Ode a Clay Guida, uno degli ultimi guerrieri dell’ottagono
L’evoluzione dal punto di vista tecnico delle mixed martial arts probabilmente è quella più veloce mai avvenuta in qualsiasi altro sport. In nessuna disciplina infatti ci si è ritrovati di fronte ad uno sviluppo così repentino sotto ogni punto di vista.
Oltre alle regole, sempre più orientate alla sicurezza e all’oggettività, anche per quanto riguarda gli atleti abbiamo potuto assistere ad un netto cambiamento stilistico. Dalla brutalità dei primi e selvaggi scontri si è passati ad una sempre più raffinata rappresentazione tecnica. Il risultato è stato un innalzamento dello spettacolo e il conseguente avvicinamento di nuovi appassionati, attratti dalle gesta dei campioni moderni dentro l’ottagono, ma anche e soprattutto fuori.
Ci sono fighters però che, pur arrivando sino ai giorni nostri, hanno mantenuto comunque nella loro essenza quello spirito old school che non può non piacere (o quantomeno strappare un sorriso). Un richiamo atavico che si materializza sotto forma di scazzottate furibonde, adrenalina a fiumi e quella sofferenza mista a metafora della vita che vuole che, anche se ci trova sotto una tempesta di colpi, se si ha cuore e palle si può comunque sopravvivere e, forse, andare anche a vincere.
Un esempio di tutto ciò possiamo trovarlo in un signore di nome Clay Guida.
Già, un signore, perché a 39 anni “The Carpenter” ha tutte le caratteristiche anagrafiche per essere considerato tale da tanti suoi colleghi più giovani. Peccato però che se si hanno le qualità citate nelle righe sopra l’età diventi solo un numero. E così Clay Guida è ancora lì a vendere cara la pelle come ha sempre fatto nella sua carriera sin dagli esordi in promotion di bassa caratura come XKK e IHC.

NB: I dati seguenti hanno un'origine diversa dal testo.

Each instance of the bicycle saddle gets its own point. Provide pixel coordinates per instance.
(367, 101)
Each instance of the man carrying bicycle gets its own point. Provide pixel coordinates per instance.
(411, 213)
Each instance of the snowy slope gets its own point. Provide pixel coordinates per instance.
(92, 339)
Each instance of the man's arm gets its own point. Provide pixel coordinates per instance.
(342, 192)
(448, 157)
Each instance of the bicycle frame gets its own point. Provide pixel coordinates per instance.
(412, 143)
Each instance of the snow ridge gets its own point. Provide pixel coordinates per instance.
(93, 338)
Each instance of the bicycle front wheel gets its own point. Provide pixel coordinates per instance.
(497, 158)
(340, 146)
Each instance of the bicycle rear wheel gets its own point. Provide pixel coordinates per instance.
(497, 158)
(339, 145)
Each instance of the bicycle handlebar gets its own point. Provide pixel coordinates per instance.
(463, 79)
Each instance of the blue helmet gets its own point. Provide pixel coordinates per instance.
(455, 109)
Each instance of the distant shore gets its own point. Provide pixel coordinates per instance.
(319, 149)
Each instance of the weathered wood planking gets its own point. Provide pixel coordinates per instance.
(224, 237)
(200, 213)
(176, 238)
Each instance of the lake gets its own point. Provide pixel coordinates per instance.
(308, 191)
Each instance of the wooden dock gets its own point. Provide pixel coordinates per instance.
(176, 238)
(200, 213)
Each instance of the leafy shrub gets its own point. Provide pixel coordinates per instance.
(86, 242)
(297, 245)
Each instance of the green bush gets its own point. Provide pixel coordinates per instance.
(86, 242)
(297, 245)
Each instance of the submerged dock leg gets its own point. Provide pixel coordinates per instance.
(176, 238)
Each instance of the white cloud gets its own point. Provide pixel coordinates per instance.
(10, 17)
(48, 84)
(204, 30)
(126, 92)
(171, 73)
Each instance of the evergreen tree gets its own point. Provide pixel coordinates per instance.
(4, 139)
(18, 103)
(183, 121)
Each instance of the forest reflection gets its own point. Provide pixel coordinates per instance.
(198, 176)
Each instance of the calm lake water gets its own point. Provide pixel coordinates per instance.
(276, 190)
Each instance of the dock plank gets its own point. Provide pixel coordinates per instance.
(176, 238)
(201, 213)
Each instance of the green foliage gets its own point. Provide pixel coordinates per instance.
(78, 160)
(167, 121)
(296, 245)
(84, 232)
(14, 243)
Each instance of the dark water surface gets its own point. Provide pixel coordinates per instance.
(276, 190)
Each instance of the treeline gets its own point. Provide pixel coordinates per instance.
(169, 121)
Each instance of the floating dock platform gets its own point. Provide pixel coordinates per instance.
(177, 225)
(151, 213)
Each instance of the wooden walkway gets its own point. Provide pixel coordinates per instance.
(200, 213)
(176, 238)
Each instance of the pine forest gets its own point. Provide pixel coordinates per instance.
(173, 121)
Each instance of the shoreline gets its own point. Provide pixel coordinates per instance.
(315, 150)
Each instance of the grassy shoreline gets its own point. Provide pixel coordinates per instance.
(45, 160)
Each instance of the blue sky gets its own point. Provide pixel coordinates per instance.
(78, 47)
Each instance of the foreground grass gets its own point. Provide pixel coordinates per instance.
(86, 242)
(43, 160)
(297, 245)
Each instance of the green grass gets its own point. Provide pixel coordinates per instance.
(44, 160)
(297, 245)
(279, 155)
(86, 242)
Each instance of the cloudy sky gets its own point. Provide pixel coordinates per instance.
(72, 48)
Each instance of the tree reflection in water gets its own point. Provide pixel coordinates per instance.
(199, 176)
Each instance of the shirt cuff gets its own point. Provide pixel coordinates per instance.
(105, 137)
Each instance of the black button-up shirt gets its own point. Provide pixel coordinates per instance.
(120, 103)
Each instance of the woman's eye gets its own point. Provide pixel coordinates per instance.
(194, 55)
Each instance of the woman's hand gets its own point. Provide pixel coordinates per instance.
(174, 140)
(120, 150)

Un percorso in salita il suo, di quelli che rispecchiano a pieno il senso del termine “gavetta”. Clay Guida ha combattuto ovunque e in qualsiasi momento, alternando i duri allenamenti al suo altrettanto duro lavoro di carpentiere (da lì il soprannome che si porta dietro da 20 anni).

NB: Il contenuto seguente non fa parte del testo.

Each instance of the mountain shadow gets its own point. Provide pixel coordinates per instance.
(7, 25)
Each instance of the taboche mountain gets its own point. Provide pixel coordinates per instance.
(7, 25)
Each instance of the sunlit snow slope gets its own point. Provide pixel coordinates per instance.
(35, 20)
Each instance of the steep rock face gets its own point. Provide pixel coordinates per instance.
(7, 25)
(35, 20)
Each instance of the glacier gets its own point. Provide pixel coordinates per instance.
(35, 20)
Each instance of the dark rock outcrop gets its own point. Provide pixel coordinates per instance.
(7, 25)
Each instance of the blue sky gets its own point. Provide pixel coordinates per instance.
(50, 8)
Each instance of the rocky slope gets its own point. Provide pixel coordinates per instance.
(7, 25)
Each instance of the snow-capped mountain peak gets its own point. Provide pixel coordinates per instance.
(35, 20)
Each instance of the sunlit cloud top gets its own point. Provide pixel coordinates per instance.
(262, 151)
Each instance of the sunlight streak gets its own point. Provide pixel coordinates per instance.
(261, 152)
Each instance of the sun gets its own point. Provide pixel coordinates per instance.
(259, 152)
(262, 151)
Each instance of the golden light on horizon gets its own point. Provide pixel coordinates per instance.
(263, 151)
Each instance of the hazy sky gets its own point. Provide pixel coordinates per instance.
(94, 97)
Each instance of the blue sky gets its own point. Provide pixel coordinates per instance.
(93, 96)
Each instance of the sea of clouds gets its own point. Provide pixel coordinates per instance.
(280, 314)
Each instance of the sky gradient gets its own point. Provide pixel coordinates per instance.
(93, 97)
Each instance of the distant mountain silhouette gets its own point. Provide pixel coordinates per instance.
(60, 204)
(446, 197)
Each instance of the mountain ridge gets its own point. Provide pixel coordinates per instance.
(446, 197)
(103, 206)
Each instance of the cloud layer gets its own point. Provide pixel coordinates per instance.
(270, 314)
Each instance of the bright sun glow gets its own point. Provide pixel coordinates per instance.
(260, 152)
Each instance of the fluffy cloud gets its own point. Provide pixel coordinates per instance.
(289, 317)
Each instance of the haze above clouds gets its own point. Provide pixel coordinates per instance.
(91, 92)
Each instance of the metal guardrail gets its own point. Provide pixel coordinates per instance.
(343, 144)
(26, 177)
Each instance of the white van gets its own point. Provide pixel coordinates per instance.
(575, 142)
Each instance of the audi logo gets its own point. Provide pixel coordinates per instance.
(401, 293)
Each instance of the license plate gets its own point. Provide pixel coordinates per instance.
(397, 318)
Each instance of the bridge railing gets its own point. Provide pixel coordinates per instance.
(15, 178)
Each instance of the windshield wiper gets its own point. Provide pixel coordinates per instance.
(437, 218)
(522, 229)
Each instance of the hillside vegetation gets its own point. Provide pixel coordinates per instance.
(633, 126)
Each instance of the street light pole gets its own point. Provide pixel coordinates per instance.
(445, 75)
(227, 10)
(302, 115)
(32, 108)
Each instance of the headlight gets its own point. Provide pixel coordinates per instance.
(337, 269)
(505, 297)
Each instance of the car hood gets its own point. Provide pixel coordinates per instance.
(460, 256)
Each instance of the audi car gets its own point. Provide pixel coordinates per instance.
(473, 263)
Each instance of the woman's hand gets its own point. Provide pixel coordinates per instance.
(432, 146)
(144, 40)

Sacrifici che gli hanno permesso di arrivare in Strikeforce nel 2006 dove è diventato campione dei pesi leggeri battendo ai punti Josh Tomson. A rendere tutto ancora più epico il fatto che a consegnargli la cintura sia stato il suo idolo Walker Texas Rangers. Sì, proprio lui: sua maestà Chuck Norris in persona.
Poi le brevi esperienze in Giappone nello Shooto e in WEC, prima di approdare nell’ambita UFC.
Nella promotion di Dana White non è riuscito mai ad arrivare al vertice, tranne nel 2011 quando ha affrontato Ben Henderson in una sorta di title eliminator, e nel 2013 quando si è ritrovato a sfidare il contender numero 1 dei pesi piuma Chad Mendes. Un match che lo ha visto uscire sconfitto per KO per la prima volta in carriera dopo ben 10 anni.
In mezzo tante battaglie al cardiopalma, su tutte quella contro Diego Sanchez del 2009 inserita nella Hall of Fame della UFC.
Un cuore e una tenacia incredibili che lo hanno spinto a testa bassa contro ogni avversario e contro ogni avversità. Con buona pace degli esteti del bel canto che prediligono i vocalizzi classici, Clay Guida ha sempre risposto con i suoi rutti all’angolo durante i minuti di pausa a mo’ di metallaro capitato per caso nel coro della chiesa.
Perché lui in fondo è così, con quei capelli arruffati e perennemente insanguinati per colpa (o per merito) di quelle scazzottate a viso aperto che lo hanno fatto entrare, in un modo tutto suo, nella cerchia ristretta di quei fighters destinati comunque a rimanere nella storia pur non vincendo praticamente nulla.
Ode al carpentiere dunque e a chi, come lui, ci ha fatto e ci fa emozionare dando la vita in quella maledetta gabbia dove sono racchiuse gioie, dolori e storie incredibili come quella che avete appena letto.